Not sure I'm too happy about a custom licence - it'd be nice to hear more about this choice vs a more traditional AGPL / commercial license.
Immediately I sense that if wallaroo labs goes bankrupt / is bought - the open source system can potentially become impossible to run legally in production [ed: for new installations] ...
> Immediately I sense that if wallaroo labs goes bankrupt / is bought - the open source system can potentially become impossible to run legally in production [ed: for new installations] ...
You raise an interesting point. We'd be dealing with that with clients on a case by case basis of providing them with whatever assurances that they need should Wallaroo Labs disappear. However, we don't have anything stating that anywhere.
The expectation that our lawyers had was that no company would sign a boilerplate contract so issues of "what happens if the company goes away" would be handled the agreement between us and that company.
The basic story behind the custom license:
1- Outside of RedHat, there aren't a lot of companies who have shown you can build a successful growing business selling support.
2- We didn't want to have an open source product and a closed source commercial offering. We wanted anyone to be able to modify any of the code as they needed. We wanted to grant more rights than you normally see with open core projects.
3- We want to allow smaller companies to be able to use Wallaroo and all its features, thus the "free up to X" for enterprise features.
This boils down to:
1) we don't think you can have a sustainable business as the primary developers of a infrastructure project where the model is selling support.
2) we want to make all source available and grant rights beyond what you would see with most open-core projects.
From a business point of view, I understand the reasoning, but everyone wants everything for free ;-)
I my concern is more that such a closed core/custom license doesn't bring with it the peace of mind that I usually associate with Free/OS software: that any work put into it, and any deployments (including future deployments) will be able to at least run on current code, regardless of licensing. And that was mostly an academic worry, until Oracle bought Sun, and demonstrated that companies would indeed do silly things to open software. Note that if it was Wallaroo that was "closed up", there'd be much more work and/or impossible to fork the system and continue using it.
Sun with it's CDDL is also interesting for the problem wrt GPL incompatibility (which I think affects your license as well, (see: "Further Restrictions"). While I don't expect any of this code/system to run in the kernel, or inside some other system, like GCC - it is a (small) concern in terms of future use.
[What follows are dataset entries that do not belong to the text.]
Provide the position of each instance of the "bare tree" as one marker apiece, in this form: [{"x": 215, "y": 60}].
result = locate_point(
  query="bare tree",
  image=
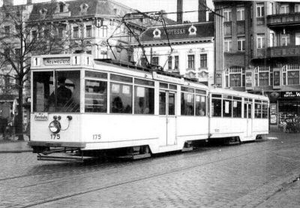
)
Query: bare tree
[{"x": 19, "y": 39}]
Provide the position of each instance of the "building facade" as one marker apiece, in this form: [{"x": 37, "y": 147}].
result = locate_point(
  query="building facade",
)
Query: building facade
[
  {"x": 186, "y": 49},
  {"x": 257, "y": 50}
]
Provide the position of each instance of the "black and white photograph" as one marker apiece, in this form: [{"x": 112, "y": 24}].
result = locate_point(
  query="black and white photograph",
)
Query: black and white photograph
[{"x": 149, "y": 103}]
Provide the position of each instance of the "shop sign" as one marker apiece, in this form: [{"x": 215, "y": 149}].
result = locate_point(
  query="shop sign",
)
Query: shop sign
[
  {"x": 57, "y": 61},
  {"x": 290, "y": 94}
]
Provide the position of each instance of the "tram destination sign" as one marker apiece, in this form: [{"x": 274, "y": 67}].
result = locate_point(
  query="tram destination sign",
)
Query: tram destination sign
[
  {"x": 290, "y": 94},
  {"x": 57, "y": 61}
]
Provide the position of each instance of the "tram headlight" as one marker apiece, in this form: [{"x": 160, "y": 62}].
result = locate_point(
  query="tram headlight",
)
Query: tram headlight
[{"x": 55, "y": 127}]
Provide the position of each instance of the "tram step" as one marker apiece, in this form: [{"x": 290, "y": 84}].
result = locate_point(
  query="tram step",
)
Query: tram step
[
  {"x": 135, "y": 156},
  {"x": 64, "y": 159},
  {"x": 187, "y": 149}
]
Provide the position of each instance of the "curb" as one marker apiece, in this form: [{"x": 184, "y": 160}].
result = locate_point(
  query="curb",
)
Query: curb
[{"x": 14, "y": 151}]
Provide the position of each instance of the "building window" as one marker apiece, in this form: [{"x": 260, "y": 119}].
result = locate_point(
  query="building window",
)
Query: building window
[
  {"x": 75, "y": 32},
  {"x": 284, "y": 40},
  {"x": 103, "y": 32},
  {"x": 60, "y": 32},
  {"x": 241, "y": 44},
  {"x": 227, "y": 29},
  {"x": 297, "y": 8},
  {"x": 34, "y": 34},
  {"x": 260, "y": 41},
  {"x": 88, "y": 31},
  {"x": 7, "y": 51},
  {"x": 7, "y": 30},
  {"x": 260, "y": 10},
  {"x": 203, "y": 60},
  {"x": 176, "y": 62},
  {"x": 235, "y": 77},
  {"x": 297, "y": 39},
  {"x": 284, "y": 9},
  {"x": 191, "y": 61},
  {"x": 235, "y": 80},
  {"x": 227, "y": 15},
  {"x": 46, "y": 33},
  {"x": 155, "y": 61},
  {"x": 61, "y": 7},
  {"x": 240, "y": 14},
  {"x": 18, "y": 52},
  {"x": 263, "y": 78},
  {"x": 143, "y": 61},
  {"x": 293, "y": 78},
  {"x": 170, "y": 60},
  {"x": 227, "y": 45}
]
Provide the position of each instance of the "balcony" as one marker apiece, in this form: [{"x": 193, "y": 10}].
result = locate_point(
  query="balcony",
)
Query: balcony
[
  {"x": 283, "y": 51},
  {"x": 283, "y": 20}
]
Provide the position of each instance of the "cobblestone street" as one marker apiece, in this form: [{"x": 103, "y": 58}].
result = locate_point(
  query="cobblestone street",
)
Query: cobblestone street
[{"x": 259, "y": 174}]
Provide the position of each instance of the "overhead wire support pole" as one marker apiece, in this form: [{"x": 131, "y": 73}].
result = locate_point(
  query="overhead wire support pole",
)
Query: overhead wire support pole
[{"x": 135, "y": 36}]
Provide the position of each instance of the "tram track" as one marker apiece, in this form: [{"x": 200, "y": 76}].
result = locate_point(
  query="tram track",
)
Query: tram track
[
  {"x": 143, "y": 178},
  {"x": 98, "y": 166}
]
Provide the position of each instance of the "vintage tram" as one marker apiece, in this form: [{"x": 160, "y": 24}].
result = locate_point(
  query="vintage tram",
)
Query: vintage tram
[{"x": 85, "y": 107}]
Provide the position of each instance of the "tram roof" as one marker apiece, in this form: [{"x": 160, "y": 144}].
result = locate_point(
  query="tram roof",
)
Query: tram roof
[
  {"x": 150, "y": 68},
  {"x": 237, "y": 93}
]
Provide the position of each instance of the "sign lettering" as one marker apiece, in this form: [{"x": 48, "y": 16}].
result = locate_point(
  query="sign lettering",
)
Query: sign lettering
[{"x": 57, "y": 61}]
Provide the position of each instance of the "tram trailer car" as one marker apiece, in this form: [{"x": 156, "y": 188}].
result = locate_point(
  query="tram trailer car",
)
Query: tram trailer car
[
  {"x": 237, "y": 116},
  {"x": 115, "y": 108}
]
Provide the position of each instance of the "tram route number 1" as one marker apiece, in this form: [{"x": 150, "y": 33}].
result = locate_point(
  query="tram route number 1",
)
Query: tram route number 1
[{"x": 55, "y": 136}]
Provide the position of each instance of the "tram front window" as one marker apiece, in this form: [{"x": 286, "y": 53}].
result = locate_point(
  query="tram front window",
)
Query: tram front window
[{"x": 56, "y": 91}]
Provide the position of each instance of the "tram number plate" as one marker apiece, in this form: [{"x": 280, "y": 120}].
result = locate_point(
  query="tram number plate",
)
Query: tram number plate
[
  {"x": 55, "y": 136},
  {"x": 96, "y": 136}
]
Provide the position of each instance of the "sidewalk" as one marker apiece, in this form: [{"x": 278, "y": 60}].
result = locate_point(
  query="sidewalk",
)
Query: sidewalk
[{"x": 12, "y": 145}]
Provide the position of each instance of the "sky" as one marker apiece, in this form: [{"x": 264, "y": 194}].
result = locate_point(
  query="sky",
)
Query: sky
[{"x": 154, "y": 5}]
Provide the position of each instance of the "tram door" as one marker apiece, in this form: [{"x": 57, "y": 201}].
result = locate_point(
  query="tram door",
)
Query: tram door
[
  {"x": 248, "y": 116},
  {"x": 167, "y": 102}
]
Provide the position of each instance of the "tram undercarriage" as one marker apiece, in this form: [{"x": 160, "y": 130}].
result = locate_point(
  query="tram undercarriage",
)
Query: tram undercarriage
[{"x": 78, "y": 155}]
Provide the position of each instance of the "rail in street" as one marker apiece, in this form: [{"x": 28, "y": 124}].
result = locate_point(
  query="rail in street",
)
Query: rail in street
[{"x": 215, "y": 176}]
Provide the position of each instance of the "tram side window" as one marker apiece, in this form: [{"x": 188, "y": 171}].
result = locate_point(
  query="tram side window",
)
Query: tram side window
[
  {"x": 66, "y": 96},
  {"x": 95, "y": 96},
  {"x": 237, "y": 109},
  {"x": 200, "y": 105},
  {"x": 216, "y": 107},
  {"x": 265, "y": 110},
  {"x": 258, "y": 110},
  {"x": 143, "y": 100},
  {"x": 121, "y": 98},
  {"x": 43, "y": 86},
  {"x": 162, "y": 103},
  {"x": 227, "y": 108},
  {"x": 187, "y": 104}
]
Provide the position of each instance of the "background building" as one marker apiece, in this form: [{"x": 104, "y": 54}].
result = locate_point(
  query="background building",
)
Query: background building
[
  {"x": 188, "y": 49},
  {"x": 260, "y": 53}
]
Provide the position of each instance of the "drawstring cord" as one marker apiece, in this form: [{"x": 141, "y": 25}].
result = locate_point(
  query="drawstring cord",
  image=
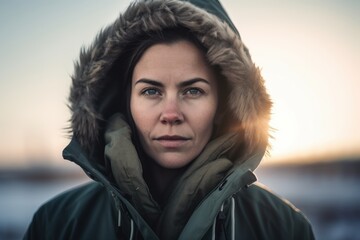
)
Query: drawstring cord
[
  {"x": 221, "y": 217},
  {"x": 117, "y": 205},
  {"x": 232, "y": 218}
]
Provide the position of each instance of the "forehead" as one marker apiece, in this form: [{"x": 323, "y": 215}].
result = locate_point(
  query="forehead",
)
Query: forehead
[{"x": 179, "y": 60}]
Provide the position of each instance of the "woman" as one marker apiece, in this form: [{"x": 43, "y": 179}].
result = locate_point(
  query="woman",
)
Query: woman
[{"x": 169, "y": 117}]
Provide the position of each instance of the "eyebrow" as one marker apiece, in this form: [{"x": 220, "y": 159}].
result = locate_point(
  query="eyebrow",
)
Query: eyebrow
[{"x": 182, "y": 84}]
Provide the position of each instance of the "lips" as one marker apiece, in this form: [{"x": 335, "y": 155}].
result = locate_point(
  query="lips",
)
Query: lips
[{"x": 173, "y": 141}]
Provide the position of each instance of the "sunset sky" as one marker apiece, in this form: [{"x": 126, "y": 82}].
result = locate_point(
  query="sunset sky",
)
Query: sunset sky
[{"x": 308, "y": 51}]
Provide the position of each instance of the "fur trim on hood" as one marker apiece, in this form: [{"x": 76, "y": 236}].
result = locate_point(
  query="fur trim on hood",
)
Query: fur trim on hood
[{"x": 248, "y": 104}]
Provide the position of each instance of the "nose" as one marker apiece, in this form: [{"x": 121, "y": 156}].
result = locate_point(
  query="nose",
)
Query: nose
[{"x": 171, "y": 113}]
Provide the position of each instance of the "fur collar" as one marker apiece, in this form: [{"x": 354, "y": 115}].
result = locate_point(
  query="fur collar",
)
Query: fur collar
[{"x": 248, "y": 102}]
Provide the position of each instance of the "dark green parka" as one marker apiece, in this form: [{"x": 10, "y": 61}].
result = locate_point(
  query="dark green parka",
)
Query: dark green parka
[{"x": 215, "y": 197}]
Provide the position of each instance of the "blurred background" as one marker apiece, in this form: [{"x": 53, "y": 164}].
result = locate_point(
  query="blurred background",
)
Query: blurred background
[{"x": 309, "y": 54}]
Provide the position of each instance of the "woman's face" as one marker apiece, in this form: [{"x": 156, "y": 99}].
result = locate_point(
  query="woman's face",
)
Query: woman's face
[{"x": 173, "y": 102}]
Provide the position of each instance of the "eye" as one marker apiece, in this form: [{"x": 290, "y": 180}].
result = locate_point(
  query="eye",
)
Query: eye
[
  {"x": 150, "y": 92},
  {"x": 194, "y": 92}
]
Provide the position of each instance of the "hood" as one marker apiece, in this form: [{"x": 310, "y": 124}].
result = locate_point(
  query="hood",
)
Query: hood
[{"x": 93, "y": 100}]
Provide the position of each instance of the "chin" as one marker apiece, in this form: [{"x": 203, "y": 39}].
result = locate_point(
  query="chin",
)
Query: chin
[{"x": 173, "y": 162}]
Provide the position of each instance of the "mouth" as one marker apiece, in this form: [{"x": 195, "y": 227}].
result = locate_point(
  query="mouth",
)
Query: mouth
[{"x": 172, "y": 141}]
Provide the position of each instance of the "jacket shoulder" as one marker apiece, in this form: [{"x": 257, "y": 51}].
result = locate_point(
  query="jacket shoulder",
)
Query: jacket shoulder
[
  {"x": 69, "y": 215},
  {"x": 271, "y": 216}
]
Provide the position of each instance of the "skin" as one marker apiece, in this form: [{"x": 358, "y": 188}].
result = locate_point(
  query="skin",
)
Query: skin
[{"x": 173, "y": 103}]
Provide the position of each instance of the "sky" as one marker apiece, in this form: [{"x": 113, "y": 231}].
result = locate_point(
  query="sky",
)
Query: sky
[{"x": 308, "y": 51}]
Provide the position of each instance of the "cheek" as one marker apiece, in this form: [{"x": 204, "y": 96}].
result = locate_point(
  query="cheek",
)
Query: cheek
[{"x": 204, "y": 120}]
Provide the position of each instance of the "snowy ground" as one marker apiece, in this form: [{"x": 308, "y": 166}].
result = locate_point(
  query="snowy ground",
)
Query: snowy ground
[{"x": 329, "y": 198}]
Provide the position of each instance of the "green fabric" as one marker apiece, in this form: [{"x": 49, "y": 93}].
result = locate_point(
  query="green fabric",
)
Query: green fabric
[
  {"x": 202, "y": 176},
  {"x": 126, "y": 168}
]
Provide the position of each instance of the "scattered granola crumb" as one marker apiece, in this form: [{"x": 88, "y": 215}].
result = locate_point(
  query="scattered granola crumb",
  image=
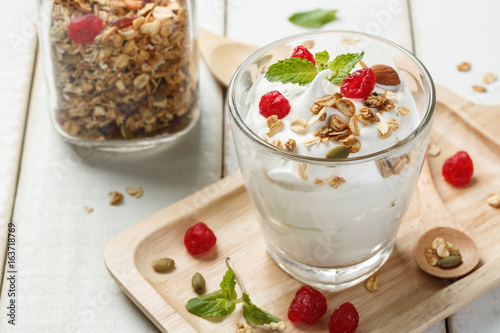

It'll be interesting to see how this works out for you - I absolutely understand the need to monetize, and even if this is more of a "source available" license, than "Free Software" - it's still better than a completely closed system. But it'll never be distributed as part of eg: Debian/Main - like for example the jdk, or apache or spark is.
I guess my main take-away is that this isn't "open source" but rather "source available" - because there's no way I can modify your software and sell/give/distribute it to someone and have them run it as and how they whish (Freedom zero).
I don't mean this as criticism, but as an observation.
[ed: On a more encouraging note, I know some big clients of Oracle/Solaris that were frustrated with the closed source offering, because there existed patches for problems on the open source OpenSolaris side for serious issues with big zfs deployments that took months to show up in the closed/supported offering from Oracle. So at least having a "transitive" license (if you have a license you can run community-improved code, not be bound to wait for upstream) is an improvement.]
[ed2: Now, what happens when company X implements a similar license for compiler for language Z that is incorporated in Wallaroo (eg: APL/J, something new?) - but perhaps choose a different number of CPUs to trigger the need for a license? Could my system X-with-wallaroo require license fees from me to run at 12+ cpus, and from Wallaroo at 32+ cpus?). Just a thought.]